Opponents of the New England Clean Energy Connect are starting to resemble the Black Knight in Monty Python and the Holy Grail. No matter how injuries they suffer in their attempts to block the controversial transmission project, they refuse to quit fighting.

The news desk of Bangor, Maine, TV station WABI5 reported Sept. 17 that NECEC opponents have filed paperwork with the state to begin the effort to get a referendum on the project before Maine voters in 2021 even though it was less than a month ago that their effort to get a referendum on the project on the ballot this November was defeated.

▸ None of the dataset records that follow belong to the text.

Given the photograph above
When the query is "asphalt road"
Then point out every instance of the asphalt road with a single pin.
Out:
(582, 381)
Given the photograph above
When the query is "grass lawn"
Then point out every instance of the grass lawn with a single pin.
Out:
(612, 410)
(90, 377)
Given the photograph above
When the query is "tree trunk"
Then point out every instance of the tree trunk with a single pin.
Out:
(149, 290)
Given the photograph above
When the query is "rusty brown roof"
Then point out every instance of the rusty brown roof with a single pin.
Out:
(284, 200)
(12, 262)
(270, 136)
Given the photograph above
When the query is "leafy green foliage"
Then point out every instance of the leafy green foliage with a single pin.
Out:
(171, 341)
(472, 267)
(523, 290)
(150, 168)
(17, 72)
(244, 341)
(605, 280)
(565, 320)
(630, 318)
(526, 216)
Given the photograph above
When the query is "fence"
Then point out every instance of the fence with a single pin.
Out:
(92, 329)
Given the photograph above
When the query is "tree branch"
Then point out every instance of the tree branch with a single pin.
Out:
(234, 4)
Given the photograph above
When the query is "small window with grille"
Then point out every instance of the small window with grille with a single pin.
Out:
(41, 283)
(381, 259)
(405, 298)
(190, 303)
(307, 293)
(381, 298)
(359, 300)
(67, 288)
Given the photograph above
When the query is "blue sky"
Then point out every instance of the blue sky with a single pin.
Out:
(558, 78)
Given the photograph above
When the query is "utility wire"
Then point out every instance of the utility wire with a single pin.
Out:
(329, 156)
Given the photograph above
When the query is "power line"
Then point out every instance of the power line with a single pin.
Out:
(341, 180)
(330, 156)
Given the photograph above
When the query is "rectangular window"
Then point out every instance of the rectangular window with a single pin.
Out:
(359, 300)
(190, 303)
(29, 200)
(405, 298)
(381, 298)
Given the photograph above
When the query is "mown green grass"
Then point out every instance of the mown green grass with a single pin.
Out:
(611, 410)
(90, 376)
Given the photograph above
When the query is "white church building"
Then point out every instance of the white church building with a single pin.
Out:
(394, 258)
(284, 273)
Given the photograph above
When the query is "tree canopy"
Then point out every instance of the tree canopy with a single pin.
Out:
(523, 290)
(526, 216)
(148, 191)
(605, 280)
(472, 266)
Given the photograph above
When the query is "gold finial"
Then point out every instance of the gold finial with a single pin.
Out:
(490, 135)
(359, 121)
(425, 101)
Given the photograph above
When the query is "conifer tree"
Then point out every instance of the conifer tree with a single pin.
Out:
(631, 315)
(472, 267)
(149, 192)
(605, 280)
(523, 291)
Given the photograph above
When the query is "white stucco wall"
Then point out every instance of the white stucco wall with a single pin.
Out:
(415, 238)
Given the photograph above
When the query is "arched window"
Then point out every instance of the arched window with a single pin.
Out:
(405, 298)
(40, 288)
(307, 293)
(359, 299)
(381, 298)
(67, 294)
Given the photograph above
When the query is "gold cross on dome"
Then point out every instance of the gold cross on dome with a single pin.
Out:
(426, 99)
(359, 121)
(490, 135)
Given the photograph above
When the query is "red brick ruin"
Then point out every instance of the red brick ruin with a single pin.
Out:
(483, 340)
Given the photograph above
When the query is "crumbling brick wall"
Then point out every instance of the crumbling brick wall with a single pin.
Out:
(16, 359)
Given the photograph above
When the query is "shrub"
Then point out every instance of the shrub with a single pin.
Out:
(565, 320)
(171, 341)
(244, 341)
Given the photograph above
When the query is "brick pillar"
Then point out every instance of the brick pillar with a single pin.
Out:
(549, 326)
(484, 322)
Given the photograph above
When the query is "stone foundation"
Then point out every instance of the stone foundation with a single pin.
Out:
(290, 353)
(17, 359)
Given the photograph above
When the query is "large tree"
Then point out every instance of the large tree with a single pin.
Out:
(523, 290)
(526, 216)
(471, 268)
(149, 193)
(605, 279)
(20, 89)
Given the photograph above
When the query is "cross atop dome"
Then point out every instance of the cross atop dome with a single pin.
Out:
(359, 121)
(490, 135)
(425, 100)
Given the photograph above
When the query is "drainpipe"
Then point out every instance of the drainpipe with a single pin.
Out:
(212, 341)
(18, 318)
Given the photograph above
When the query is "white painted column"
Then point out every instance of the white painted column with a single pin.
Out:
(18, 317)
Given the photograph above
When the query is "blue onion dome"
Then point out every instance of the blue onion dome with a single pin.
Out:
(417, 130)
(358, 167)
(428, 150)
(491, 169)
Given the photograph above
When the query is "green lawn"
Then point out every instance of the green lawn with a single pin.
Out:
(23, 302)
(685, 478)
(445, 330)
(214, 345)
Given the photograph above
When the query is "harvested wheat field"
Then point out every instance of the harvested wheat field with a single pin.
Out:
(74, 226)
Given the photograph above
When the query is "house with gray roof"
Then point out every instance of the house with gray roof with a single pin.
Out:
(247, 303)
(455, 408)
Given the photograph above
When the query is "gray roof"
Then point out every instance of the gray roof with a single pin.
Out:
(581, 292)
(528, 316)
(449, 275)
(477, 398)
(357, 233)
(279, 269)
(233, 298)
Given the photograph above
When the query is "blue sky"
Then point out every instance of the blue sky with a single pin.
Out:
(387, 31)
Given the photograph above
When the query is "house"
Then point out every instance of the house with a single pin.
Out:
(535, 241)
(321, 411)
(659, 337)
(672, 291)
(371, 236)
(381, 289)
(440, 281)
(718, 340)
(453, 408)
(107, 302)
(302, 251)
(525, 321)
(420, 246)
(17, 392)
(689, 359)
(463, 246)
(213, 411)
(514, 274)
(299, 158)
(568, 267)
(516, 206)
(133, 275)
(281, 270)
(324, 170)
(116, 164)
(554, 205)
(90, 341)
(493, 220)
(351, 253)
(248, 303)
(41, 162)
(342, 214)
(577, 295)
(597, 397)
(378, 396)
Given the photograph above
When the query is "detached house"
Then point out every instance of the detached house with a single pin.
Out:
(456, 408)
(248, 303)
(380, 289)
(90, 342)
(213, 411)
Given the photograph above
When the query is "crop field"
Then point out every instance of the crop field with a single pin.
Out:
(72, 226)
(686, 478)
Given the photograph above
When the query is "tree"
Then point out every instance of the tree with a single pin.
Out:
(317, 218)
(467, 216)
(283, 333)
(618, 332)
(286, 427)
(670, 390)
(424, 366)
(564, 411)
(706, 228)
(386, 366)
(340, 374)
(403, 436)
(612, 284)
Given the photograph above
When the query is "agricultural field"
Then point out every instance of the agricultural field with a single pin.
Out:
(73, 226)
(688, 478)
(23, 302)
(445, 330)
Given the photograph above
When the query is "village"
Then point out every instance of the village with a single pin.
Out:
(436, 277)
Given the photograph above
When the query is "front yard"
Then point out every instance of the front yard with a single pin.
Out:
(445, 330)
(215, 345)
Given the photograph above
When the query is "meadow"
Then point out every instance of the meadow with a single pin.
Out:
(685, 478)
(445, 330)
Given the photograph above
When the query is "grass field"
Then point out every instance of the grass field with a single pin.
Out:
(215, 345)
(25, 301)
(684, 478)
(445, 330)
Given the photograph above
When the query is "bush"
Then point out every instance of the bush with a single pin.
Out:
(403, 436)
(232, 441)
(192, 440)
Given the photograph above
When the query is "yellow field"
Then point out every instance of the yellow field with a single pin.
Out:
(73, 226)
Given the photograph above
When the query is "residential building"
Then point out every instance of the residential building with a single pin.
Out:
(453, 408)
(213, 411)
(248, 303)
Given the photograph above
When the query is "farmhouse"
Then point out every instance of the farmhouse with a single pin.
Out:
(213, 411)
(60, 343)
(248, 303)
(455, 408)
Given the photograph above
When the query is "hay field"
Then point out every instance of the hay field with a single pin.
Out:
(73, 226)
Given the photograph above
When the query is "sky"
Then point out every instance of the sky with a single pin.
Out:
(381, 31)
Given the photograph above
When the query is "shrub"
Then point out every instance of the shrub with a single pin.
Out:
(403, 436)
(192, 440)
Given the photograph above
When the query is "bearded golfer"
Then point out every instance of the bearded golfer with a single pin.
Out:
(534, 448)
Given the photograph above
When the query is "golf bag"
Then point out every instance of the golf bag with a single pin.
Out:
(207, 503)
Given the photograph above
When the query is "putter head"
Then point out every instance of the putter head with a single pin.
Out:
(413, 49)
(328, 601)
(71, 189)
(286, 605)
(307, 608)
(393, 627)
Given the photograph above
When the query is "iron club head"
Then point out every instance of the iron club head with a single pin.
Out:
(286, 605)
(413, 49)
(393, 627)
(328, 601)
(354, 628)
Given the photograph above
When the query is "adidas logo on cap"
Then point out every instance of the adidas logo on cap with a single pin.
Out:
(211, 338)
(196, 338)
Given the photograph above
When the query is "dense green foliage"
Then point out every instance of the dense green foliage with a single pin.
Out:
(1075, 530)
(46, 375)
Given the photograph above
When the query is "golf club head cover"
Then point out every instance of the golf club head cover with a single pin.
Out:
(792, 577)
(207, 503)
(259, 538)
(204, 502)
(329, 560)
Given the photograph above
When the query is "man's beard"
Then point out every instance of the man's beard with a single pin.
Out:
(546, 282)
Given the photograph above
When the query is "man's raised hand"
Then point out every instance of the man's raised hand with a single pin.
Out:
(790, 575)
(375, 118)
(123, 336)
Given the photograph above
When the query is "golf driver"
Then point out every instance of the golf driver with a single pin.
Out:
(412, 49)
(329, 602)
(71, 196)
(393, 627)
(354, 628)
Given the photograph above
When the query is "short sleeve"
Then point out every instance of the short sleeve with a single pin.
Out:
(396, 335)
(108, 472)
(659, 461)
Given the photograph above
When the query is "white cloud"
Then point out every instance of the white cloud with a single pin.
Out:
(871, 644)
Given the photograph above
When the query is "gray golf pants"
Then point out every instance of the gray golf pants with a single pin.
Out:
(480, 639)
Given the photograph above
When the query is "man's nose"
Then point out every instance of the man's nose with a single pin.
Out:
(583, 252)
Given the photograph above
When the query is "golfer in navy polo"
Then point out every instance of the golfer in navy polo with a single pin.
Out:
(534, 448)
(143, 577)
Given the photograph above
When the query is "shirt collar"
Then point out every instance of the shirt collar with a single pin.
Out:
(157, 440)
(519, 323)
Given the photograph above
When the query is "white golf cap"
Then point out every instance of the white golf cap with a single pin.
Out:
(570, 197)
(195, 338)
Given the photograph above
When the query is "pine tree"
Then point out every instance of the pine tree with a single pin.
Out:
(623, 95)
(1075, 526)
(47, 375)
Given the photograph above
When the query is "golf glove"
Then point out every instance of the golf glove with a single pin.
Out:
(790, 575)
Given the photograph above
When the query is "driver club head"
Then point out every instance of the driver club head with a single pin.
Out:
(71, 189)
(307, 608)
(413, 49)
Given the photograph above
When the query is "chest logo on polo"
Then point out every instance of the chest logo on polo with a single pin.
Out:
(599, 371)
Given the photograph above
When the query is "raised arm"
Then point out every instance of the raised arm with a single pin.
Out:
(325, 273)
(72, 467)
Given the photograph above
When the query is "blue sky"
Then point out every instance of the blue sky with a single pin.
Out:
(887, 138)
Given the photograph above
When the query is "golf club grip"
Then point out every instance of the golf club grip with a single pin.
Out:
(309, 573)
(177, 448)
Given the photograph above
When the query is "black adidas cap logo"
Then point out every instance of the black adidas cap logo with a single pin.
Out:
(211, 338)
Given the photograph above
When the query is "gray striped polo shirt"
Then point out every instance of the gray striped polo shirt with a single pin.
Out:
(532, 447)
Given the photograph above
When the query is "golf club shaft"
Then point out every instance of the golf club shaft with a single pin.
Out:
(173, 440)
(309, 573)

NECEC opponents had gathered enough signatures to get the referendum on the ballot but the Maine Supreme Judicial Court ruled on Aug. 13 that it “exceed[ed] the scope of legislative powers” granted to the people by Maine's constitution because it didn't propose legislative action, but instead sought to reverse an administrative decision made by a state commission, namely the Maine Public Utilities Commission, which granted the project a certificate of public convenience and necessity in May of last year.

As reported by The Free Press' Ethan Andrews, that ruling led to Cumberland County Superior Court Justice Thomas Warren on Aug. 21 issuing a declaratory judgment in favor of Avangrid in a lawsuit that the company, which is developing the project, had filed to keep the referendum off the ballot.

The NECEC is controversial in Maine because it would require a new 53-mile transmission corridor through forestland and the electricity generated by Hydro-Québec (whose dam is pictured above) that it would bring into the country ultimately would go to Massachusetts consumers.

"The project remains wildly unpopular,” former Maine State Senator and State Representative Tom Saviello, who is leading the effort to get a referendum on the project on the 2021 ballot, told WABI5. "As I have said all along, in the immortal words of American Revolutionary War Hero John Paul Jones, ‘We have not yet begun to fight.’”

And as the Black Knight said after King Arthur cut his arms off in Monty Python and the Holy Grail: "It's just a flesh wound."